Mamas-to-be and fish have historically had a tough relationship with each other. Depending on who you ask, you’ll receive a different opinion, from ‘I didn’t eat fish at all’ to ‘I only ate canned tuna’ to ‘I ate fish four time a week and my babies fine’. It’s hard to know just whose advice to take and whose set aside.
The controversy surrounding pregnant mamas eating fish is rooted in the link between mercury and their growing baby’s nervous system. Many studies have found that high levels of mercury can damage the brain development and nervous system of growing babies, but that shouldn’t mean that mamas should write off fish completely. Fish contains necessary nutrients, vital to the health of both mama and baby.
In this excerpt from Mama You’ve Got This, an honest guide to pregnancy, Melissa Schweiger Kleinman, offers her thoughts on how to enjoy fish whilst pregnant.
Do I need to cut out all fish from my pregnancy diet?

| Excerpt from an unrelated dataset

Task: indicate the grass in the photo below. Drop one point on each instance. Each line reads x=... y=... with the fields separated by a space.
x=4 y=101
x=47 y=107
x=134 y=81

No, in fact fish can be very good for your baby’s brain development. It’s widely known that the long chain omega-3 fatty acids found in fish, DHA in particular, set the foundation for healthy brain development. Studies have also shown that those omegas are best absorbed by the body via diet as opposed to supplements, so eating fish has some amazing health benefits. It’s really just about choosing the right types of fish whilst pregnant.
Which fish are pregnancy safe?
The fish that should be avoided are mostly the large, predatory fish, which eat smaller fish and live longer, making them more likely to contain higher levels of mercury. These include shark, swordfish, king mackerel and tilefish. Albacore tuna has more mercury than light tuna, so it’s advised to limit your intake to 170 grams a week. Other than those restrictions you’re encouraged to eat up to 340 grams a week of the lower mercury fish and shellfish, which include prawns, canned light tuna, salmon, pollock and catfish. Just make sure they’re cooked!